Crown Holdings discusses four plant closures in Q3 2015 results

Crown Holdings announced the closure of two North American food can plants, in Baltimore, Maryland and Chatham, Ontario, in Q3 2015 and as part of the company’s restructure it is closing two European food facilities.

Tim Donahue, president/COO, Crown, told shareholders in its Q3 2015 results conference, to ‘right-size its food end making capacity’, it has proposed the closure of an end plant in the UK and a food can plant in Morocco, as it merges that business into its acquired Mivisa facility.

245 job losses in Wales

According to Gareth Jones, from Unite, a UK trade union, Crown Packaging in Neath, Neath Port Talbot, Wales, is considering closing the site, which makes lids for cans.

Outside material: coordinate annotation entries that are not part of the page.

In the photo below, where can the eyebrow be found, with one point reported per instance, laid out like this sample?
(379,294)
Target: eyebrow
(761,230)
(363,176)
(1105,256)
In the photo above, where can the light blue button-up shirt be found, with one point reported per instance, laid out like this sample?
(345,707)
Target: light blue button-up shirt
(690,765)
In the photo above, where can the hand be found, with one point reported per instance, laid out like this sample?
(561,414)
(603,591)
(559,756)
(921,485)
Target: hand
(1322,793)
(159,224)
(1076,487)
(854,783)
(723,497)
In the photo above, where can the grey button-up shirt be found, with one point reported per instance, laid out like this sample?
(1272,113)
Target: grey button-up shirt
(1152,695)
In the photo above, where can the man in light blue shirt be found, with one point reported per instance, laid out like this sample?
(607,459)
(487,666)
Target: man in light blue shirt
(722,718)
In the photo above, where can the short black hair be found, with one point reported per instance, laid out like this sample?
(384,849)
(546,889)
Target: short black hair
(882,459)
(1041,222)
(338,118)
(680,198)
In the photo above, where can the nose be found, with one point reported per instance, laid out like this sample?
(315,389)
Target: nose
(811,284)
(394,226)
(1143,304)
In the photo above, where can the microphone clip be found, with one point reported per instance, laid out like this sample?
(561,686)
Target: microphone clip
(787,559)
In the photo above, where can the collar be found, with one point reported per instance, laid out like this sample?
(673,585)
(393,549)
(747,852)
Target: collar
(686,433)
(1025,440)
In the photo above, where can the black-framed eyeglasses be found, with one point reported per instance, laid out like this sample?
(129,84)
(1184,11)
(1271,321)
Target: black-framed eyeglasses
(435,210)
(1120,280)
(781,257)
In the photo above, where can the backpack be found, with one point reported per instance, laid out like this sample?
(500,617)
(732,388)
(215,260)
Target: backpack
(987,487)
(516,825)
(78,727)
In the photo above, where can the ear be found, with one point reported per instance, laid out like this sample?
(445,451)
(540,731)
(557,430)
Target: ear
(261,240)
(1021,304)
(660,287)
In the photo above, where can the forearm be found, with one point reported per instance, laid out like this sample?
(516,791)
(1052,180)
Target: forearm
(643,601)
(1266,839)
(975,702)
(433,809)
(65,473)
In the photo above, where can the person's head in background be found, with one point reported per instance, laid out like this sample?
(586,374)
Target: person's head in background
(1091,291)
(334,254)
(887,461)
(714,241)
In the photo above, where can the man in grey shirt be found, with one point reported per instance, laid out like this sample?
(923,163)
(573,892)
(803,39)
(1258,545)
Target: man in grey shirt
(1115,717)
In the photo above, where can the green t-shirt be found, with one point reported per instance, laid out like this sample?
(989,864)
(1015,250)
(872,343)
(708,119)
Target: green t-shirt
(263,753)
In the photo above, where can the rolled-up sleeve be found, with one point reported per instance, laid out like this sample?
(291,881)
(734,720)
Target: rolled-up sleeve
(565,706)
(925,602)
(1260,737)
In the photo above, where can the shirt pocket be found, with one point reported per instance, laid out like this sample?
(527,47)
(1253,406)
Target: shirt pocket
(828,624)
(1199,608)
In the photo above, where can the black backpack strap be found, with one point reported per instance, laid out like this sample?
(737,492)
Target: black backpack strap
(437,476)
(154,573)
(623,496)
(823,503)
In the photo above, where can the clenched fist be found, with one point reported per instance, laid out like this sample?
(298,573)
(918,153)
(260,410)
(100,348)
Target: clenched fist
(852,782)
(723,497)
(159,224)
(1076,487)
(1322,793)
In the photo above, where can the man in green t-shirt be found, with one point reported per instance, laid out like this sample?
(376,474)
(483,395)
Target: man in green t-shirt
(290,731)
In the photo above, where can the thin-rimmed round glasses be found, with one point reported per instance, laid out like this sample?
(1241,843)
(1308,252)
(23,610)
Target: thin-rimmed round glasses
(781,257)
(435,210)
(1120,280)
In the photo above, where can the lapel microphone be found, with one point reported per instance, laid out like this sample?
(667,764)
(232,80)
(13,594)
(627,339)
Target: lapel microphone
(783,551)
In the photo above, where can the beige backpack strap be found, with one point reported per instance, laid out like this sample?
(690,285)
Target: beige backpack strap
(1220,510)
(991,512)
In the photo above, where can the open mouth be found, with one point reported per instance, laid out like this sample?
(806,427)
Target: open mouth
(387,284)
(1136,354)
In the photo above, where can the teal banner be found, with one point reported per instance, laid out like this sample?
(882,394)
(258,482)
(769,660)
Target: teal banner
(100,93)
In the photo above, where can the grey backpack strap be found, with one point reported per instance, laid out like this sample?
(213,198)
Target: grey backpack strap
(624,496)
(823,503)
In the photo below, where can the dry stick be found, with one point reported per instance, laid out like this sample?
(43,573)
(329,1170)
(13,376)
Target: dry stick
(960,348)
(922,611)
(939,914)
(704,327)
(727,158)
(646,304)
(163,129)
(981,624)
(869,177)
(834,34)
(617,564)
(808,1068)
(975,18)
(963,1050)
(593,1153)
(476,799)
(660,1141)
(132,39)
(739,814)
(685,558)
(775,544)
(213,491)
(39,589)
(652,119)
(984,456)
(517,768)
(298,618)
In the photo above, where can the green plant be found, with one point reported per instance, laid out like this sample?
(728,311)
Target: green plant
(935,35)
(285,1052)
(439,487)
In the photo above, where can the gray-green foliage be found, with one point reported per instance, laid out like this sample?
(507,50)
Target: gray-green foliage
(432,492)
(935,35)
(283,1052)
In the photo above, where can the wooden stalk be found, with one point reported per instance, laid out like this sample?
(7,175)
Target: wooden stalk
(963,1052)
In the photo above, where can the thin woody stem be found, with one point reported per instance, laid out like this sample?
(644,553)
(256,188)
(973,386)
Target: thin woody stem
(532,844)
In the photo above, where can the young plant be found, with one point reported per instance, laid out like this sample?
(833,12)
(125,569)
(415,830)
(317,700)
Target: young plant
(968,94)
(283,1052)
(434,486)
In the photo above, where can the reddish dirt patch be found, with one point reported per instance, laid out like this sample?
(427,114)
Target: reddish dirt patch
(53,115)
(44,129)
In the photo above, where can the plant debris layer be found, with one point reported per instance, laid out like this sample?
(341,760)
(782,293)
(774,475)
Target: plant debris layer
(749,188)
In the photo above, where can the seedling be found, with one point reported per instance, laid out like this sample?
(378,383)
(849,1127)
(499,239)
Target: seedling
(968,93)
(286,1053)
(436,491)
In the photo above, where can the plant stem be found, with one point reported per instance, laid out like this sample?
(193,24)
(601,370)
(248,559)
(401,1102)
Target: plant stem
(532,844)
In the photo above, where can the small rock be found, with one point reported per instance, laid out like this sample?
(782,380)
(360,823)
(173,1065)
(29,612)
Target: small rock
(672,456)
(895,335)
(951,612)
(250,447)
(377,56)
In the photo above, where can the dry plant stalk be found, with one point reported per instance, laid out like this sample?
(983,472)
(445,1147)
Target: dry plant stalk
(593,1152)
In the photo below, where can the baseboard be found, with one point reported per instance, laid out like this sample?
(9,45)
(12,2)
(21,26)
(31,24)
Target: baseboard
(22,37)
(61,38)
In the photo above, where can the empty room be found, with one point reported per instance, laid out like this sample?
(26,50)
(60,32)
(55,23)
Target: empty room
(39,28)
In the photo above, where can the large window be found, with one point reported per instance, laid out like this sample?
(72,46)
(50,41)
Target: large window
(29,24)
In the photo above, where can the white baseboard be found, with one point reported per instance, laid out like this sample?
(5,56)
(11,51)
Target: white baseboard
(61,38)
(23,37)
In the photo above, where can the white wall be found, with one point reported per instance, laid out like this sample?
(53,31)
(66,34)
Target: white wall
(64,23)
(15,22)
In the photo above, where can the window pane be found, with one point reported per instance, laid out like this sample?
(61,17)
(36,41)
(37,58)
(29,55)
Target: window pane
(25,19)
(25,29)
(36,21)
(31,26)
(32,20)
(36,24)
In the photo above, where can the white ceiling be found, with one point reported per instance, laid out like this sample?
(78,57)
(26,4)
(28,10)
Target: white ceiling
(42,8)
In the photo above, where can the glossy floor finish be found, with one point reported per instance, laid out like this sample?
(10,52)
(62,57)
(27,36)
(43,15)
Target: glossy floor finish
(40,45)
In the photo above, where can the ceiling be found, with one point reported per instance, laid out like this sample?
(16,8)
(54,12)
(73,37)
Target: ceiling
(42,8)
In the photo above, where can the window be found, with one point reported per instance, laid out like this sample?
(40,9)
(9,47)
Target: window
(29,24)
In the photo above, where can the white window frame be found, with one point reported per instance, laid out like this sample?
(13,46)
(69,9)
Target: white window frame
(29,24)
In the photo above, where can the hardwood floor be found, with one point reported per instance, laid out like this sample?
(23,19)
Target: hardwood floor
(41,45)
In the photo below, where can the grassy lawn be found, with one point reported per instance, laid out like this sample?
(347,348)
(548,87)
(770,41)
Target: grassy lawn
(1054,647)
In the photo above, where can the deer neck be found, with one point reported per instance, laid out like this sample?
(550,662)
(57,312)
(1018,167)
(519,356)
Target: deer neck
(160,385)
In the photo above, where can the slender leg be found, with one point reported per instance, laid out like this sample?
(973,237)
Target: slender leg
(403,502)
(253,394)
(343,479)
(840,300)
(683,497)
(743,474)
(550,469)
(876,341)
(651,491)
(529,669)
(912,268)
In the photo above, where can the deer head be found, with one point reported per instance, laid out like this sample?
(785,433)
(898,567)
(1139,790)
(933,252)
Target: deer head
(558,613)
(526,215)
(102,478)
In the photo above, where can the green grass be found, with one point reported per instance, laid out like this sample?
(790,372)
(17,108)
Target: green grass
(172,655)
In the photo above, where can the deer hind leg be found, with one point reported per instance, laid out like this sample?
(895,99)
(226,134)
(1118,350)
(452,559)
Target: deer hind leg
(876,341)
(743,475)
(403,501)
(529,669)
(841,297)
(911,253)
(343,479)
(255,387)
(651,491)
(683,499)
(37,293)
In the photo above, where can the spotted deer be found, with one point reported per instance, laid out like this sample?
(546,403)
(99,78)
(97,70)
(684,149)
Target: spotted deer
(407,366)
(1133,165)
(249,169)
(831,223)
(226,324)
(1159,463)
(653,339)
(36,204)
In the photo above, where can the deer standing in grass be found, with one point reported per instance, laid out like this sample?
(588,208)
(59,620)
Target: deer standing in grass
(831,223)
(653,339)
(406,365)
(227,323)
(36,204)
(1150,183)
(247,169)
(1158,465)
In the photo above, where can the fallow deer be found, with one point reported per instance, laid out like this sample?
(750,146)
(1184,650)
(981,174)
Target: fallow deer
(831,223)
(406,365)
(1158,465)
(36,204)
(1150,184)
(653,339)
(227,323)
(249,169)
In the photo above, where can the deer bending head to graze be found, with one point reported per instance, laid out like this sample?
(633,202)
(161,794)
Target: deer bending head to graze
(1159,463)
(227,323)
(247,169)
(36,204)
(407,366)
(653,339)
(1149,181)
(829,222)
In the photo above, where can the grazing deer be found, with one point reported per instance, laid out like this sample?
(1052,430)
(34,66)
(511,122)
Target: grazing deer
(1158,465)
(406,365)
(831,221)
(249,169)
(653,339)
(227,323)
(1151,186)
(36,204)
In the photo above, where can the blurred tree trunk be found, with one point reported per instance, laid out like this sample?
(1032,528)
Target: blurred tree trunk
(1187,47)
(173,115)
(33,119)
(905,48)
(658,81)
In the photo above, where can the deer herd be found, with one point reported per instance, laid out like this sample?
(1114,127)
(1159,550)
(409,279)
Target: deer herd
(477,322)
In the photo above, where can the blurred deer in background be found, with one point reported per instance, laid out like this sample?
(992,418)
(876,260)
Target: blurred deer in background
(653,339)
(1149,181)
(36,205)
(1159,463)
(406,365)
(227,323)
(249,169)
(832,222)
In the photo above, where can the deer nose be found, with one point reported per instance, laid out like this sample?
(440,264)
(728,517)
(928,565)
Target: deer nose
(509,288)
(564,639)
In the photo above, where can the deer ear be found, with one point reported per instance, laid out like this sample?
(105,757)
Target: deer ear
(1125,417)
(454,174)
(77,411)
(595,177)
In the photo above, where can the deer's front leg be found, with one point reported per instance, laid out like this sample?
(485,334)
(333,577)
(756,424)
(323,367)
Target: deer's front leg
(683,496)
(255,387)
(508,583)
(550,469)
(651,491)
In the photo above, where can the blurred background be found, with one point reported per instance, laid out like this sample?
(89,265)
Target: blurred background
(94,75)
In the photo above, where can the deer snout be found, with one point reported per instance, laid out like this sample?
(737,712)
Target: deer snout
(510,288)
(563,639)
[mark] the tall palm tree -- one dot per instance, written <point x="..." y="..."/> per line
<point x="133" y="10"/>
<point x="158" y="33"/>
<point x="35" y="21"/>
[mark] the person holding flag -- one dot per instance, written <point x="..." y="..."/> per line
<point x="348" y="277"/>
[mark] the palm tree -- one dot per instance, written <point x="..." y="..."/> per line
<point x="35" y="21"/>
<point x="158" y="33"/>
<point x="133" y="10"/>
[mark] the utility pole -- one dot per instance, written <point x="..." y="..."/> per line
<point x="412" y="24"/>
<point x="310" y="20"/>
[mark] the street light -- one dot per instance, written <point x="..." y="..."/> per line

"Unite has received formal notification that the company is considering closing its site in Neath with the subsequent loss of 245 jobs," he said.

While Donahue did not mention the name of the facility closing in the UK he said it was in the process of removing four food can plants globally.

We have a consultation process we’ll need to go through in the UK and that will take a fair amount of time, so the factory won’t actually be shut down for several months,” he said.

In Crown’s Q3 financial results unit volumes in European beverage increased more than 1% in the quarter as strong demand across continental Europe (France, Greece, Eastern Europe, Italy and Spain) offset continuing demand weakness in Jordan, where its proximity to Iraq and Syria make shipments difficult.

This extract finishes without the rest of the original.